RICHMOND — Delegate Robert G. Marshall’s maverick style has Republicans split over whether he is their best candidate to defeat former Gov. Mark Warner in Virginia’s U.S. Senate race.

“I support him because he is not a team player,” said Shaun Kenney, who recently resigned as spokesman for the state Republican Party. “There are a lot of conservatives who are so disappointed in some Republicans that they are really looking for people who will go to Washington, speak their mind and not go along with the establishment.”

The delegate from Prince William County, first elected to the House in 1991, will fight for the nomination against former Gov. James S. Gilmore III at the Republican convention this summer. Mr. Gilmore is considered the front-runner. Mr. Warner is the presumptive Democratic candidate.

Delegate Jeffrey M. Frederick, also of Prince William County and a Gilmore backer, said Mr. Marshall’s arguments “most of the time are solid and he is right and most agree with him, but his methods are usually the problem.”

“Whether it’s the legislature or with your wife, you have to pick your battles, and I’m not sure how Bob discriminates between which battles he should pick and which he shouldn’t.”

A Republican delegate who asked not to be named said Mr. Marshall, a staunch pro-life advocate, forgets that he has to “have a seat at the table” if he wants to “eliminate abortion.”

Patrick McSweeney, a former state Republican Party chairman, said Mr. Marshall has the “spunk of Patrick Henry.”

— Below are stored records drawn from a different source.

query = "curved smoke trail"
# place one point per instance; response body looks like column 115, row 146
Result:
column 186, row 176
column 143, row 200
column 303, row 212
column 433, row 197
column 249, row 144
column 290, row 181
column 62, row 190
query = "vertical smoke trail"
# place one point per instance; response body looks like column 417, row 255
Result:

“Marshall is running against the prevailing political class that got us in the position we are in, not to be another member of that class. … Without a voice insisting that we confront our grave problems head-on, we may hit a wall very soon,” he said, referring to the souring economy and Congress’ “impulse to spend blindly.”

In recent months, Mr. Marshall has led a constitutional challenge to the financial underpinnings of the transportation package that state lawmakers passed last year, called for a no-confidence vote for House Speaker William J. Howell, Stafford Republican, and criticized Mr. Gilmore’s record on abortion.

The moves won him attention in the press but eroded his relationships with some lawmakers.

After criticizing Mr. Howell, Mr. Marshall was passed over as chairman of the House Privileges and Elections Committee, of which he was the most senior member.

“I didn’t take an oath to play on a team,” Mr. Marshall said. “I took an oath to defend the constitution of Virginia, and I was selected to do so by my constituents. So my first loyalty is to my constituents. It is not that I am annoyed with people; it’s just that my allegiance is to the citizens of Virginia. If that gets me in trouble with leadership, I will smile and deal with it another day.”

During a debate on gun control last week, House Republicans who appeared to agree with Mr. Marshall became alienated by his tactics. They cut off Mr. Marshall when he offered an amendment to allow college administrators and professors with concealed-weapons permits to carry guns on campus.

“Are we losing the sense of decency and comity in this place that you want to duck from the public so much that you want to treat one of your colleagues this way?” said Mr. Marshall. “I don’t think this is the way this body should operate.”

Mr. Marshall’s supporters say his record will deliver strong support at the party convention, particularly among the thousands of grass-roots activists, many of whom share his pro-life stance.

Mr. Gilmore has been accused of being soft on abortion. He says he opposes the procedure but that a woman should be allowed a choice in the first eight weeks of pregnancy.

“People may come after him and say he is not a team payer, but Bob Marshall never has to apologize for a bad vote to his conservative base,” Mr. Kenney said.